Araştırma ekibi, sistemin farklı alanlarda da kullanılabileceğine dikkat çekiyor. Örneğin uyku apnesi gibi solunum rahatsızlıklarının teşhisinde veya sporcuların performans takiplerinde temassız ölçüm yöntemi önemli bir avantaj sunabilir.
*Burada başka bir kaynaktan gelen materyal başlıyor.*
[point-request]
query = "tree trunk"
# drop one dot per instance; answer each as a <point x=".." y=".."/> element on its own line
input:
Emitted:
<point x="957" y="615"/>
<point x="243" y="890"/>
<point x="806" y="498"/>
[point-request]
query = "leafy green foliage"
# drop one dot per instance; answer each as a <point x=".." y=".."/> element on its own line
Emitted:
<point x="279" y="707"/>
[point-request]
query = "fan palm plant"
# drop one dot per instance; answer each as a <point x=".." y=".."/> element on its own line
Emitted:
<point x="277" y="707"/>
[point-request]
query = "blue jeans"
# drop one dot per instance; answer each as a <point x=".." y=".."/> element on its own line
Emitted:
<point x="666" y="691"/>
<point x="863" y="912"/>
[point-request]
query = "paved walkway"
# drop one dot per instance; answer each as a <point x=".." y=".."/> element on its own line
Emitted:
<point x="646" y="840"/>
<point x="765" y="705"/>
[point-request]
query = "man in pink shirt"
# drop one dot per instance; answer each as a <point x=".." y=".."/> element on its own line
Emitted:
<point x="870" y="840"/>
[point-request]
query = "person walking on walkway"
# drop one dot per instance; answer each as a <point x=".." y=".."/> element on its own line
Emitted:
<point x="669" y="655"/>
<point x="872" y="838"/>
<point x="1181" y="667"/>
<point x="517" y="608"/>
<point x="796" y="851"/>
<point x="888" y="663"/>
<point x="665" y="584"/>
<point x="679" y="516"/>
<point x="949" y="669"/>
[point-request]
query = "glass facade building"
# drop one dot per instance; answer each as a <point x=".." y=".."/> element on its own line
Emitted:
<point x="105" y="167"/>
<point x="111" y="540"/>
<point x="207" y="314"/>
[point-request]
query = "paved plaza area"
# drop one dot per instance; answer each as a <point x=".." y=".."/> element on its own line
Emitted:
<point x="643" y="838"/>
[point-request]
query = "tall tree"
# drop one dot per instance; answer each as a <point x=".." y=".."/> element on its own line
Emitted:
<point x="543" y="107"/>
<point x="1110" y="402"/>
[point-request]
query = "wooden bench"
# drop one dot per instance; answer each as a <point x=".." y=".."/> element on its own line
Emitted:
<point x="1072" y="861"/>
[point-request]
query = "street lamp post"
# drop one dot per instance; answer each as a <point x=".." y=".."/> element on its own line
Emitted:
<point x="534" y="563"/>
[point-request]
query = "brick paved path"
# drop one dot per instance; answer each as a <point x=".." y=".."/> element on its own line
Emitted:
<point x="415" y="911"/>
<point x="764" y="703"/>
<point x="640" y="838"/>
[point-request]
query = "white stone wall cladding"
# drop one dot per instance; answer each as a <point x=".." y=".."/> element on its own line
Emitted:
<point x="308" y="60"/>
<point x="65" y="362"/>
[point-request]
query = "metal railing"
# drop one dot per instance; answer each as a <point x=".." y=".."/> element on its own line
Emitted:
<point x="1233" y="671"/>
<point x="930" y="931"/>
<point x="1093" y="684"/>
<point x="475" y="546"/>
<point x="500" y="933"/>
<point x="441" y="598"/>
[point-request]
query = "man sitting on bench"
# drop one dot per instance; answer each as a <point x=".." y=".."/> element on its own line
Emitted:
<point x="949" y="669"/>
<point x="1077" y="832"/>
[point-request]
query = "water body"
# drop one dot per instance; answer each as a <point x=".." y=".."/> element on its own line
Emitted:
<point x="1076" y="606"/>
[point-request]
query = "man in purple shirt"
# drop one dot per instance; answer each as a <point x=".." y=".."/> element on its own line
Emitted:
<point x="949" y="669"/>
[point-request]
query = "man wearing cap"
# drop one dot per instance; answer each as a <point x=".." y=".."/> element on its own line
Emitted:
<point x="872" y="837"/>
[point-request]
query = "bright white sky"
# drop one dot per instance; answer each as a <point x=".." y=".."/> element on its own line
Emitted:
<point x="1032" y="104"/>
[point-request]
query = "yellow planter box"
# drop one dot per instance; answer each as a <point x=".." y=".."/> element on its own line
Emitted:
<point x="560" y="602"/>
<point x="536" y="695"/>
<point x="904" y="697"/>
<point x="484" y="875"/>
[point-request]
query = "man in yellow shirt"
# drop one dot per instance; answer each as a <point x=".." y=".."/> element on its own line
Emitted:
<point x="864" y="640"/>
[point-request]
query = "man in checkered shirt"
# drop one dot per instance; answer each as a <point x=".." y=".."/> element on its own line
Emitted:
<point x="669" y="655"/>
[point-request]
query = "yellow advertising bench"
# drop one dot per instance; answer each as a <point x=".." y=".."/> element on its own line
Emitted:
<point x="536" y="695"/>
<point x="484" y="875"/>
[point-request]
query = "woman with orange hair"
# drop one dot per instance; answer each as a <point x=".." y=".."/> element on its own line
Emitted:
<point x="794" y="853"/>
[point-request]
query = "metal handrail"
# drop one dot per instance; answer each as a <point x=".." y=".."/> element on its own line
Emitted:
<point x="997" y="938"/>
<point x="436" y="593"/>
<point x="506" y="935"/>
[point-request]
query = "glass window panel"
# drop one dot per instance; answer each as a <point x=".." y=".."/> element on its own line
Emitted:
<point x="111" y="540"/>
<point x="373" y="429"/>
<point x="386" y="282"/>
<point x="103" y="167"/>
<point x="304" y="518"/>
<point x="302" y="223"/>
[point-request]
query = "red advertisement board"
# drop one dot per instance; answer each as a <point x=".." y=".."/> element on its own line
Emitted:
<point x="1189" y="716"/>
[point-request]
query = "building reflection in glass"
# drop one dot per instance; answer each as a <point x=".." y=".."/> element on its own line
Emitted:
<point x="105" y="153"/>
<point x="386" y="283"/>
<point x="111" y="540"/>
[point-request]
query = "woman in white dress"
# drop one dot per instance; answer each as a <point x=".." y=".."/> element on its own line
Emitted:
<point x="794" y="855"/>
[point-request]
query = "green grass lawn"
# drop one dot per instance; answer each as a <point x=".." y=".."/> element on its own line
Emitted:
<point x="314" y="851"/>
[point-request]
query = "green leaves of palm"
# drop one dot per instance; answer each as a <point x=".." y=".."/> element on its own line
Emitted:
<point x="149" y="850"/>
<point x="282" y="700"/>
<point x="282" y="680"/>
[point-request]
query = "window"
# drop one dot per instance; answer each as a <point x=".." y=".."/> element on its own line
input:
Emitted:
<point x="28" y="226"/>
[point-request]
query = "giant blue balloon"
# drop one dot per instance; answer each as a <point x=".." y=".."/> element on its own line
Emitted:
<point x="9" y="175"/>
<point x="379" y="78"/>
Bu teknolojinin yaygınlaşması halinde düşük maliyetli donanımlar ile herkesin erişebileceği sağlık çözümleri geliştirmek mümkün olabilir.
Apple Powerbeats Pro 2 sağlık takibini destekliyor
Temassız ölçüm alanındaki bu gelişmeler yalnızca üniversitelerle sınırlı kalmadı. Apple yılın başında, kalp atış hızını ölçebilen Powerbeats Pro 2 kablosuz kulaklığını tanıttı. Ayrıca LED optik sensörlerle donatılan kulaklık, kullanıcıların nabız verilerini doğrudan kulaktan ölçüyor ve elde edilen bilgileri iPhone’daki “Sağlık” uygulamasıyla eş zamanlıyor.
Powerbeats Pro 2, sadece günlük kullanım için değil aynı zamanda spor sırasında da aktif şekilde kullanılabiliyor. Koşu bandı veya kondisyon bisikleti gibi ekipmanlarla uyumlu çalışarak anlık kalp atış verilerini aktarabiliyor. Cihaz, 45 saate varan pil ömrü ve H2 çipiyle öne çıkıyor. Qi kablosuz şarj desteği ve dört renk seçeneği de kullanıcıların ilgisini çekiyor.
Wi-Fi sinyalleriyle çalışan Pulse-Fi sistemi, sağlık teknolojilerinde temassız ölçüm dönemini başlatıyor. Ayrıca Apple’ın Powerbeats Pro 2 gibi giyilebilir teknolojileri ise günlük yaşamda sağlık verilerine erişimi kolaylaştırıyor. Her iki gelişme de gelecekte daha güvenli, pratik ve erişilebilir sağlık çözümlerinin hayatımıza gireceğini gösteriyor.